I am praying that I will be able to attend. Hopefully I will find the time and money to go. 

To learn more about this meeting, go to this link: http://www.founders.org/blog/ You will find the information on the last post of June 12th, yesterday.

Please pray for the Southern Baptist Convention and especially Southern Baptist churches. These are interesting days!


----------



## jsup (Jun 17, 2007)

That's GREAT!!! I love the Ridgecrest Convention Center and I have always wanted to go to Founder's! I hope I can go. You are right though; We SBC people are undergoing some interesting times.
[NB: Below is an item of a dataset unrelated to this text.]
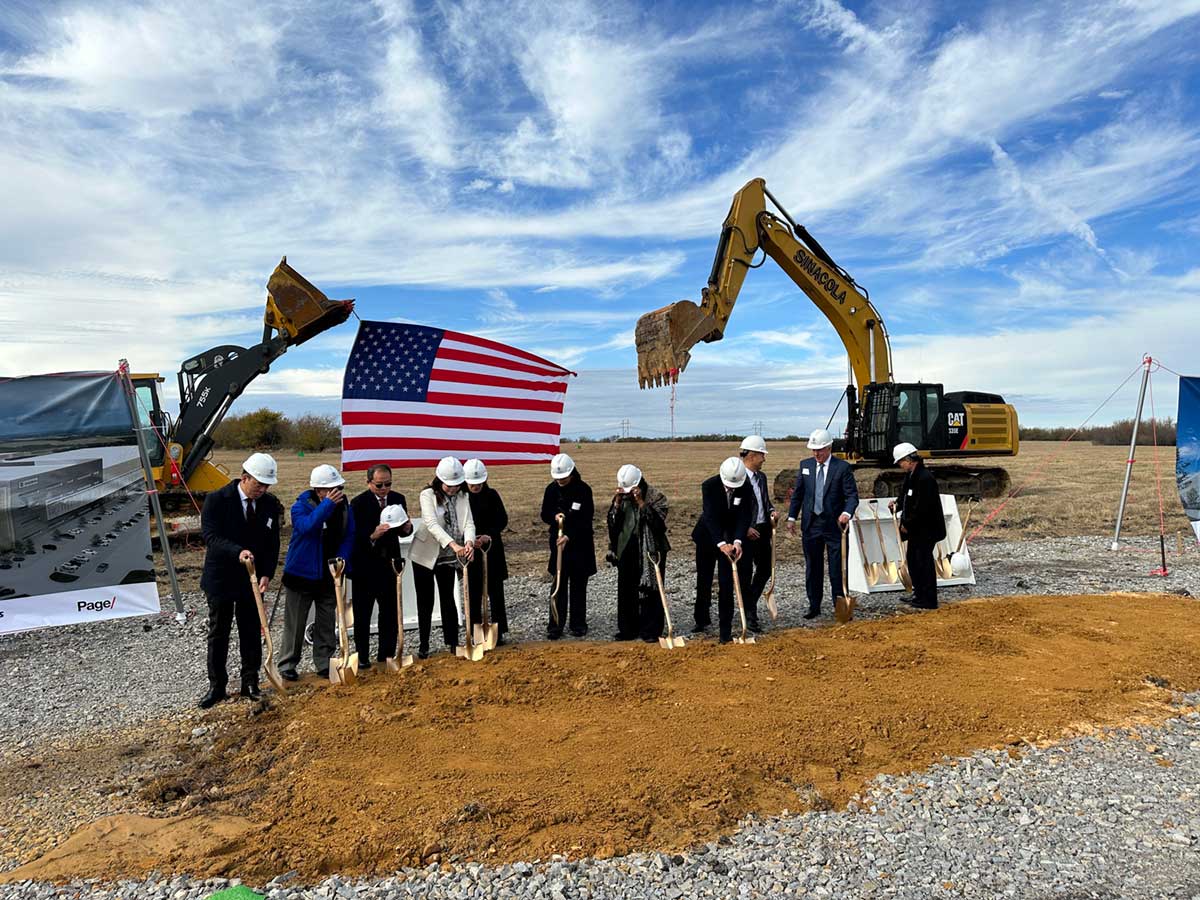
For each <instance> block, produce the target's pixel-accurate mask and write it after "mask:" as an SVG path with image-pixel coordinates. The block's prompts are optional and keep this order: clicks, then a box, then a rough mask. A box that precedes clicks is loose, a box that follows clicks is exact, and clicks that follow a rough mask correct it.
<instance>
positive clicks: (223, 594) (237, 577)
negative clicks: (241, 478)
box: [200, 481, 283, 600]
I usually go to the Beeson Pastor's School in the Beeson Divinity School at Samford University. I have been going for the past 8 years, but I think this may be my last year since it's getting away Calvinism and just going "Christian".


----------



## turmeric (Jun 17, 2007)

It looks like all the denominations are taking a look at what they really believe and trying to line up with the Scriptures. Good to see!


----------